One way to serialize a binary tree is to use pre-order traversal. When we encounter a non-null node, we record the node’s value. If it is a null node, we record using a sentinel value such as #.

     _9_
    /   \
   3     2
  / \   / \
 4   1  #  6
/ \ / \   / \
# # # #   # #

For example, the above binary tree can be serialized to the string “9,3,4,#,#,1,#,#,2,#,6,#,#”, where # represents a null node.

Given a string of comma separated values, verify whether it is a correct preorder traversal serialization of a binary tree. Find an algorithm without reconstructing the tree.
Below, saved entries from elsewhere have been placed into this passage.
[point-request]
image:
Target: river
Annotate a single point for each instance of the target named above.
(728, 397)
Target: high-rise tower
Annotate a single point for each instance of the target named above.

Each comma separated value in the string must be either an integer or a character ‘#’ representing null pointer.

You may assume that the input format is always valid, for example it could never contain two consecutive commas such as “1,,3”.

Example 1:

Input: "9,3,4,#,#,1,#,#,2,#,6,#,#"
Output: true

Example 2:

Input: "1,#"
Output: false

Example 3:

Input: "9,#,#,1"
Output: false

Code

class Solution {
    public boolean isValidSerialization(String preorder) {
        // 每个非叶子节点都有2出度和1入度, 除了根节点
        // 每个叶子节点都有0出度和1入度
        String[] nodes = preorder.split(",");
        // 让根节点有一个入度
        // degree = outDegree - inDegree
        int degree = 1;
        for(String node : nodes){
            // 新来一个节点,要消耗一个度
            // 如果此时没有度可以用,那么就返回false
            if(--degree < 0){
                return false;
            }
            // 如果不是叶子节点,那就要增加两个出度
            if(!node.equals("#")){
                degree += 2;
            }
        }
        return degree == 0;
    }
}
class Solution {
    public boolean isValidSerialization(String preorder) {
        Stack<String> stack = new Stack<>();

        for (String s : preorder.split(",")){
            while (!stack.isEmpty() && stack.peek().equals("#") && s.equals("#")) {
                stack.pop();
                if(stack.isEmpty()){
                    return false;
                }
                stack.pop();
            }
            stack.push(s);
        }

        return stack.size() == 1 && stack.peek().equals("#");
    }
}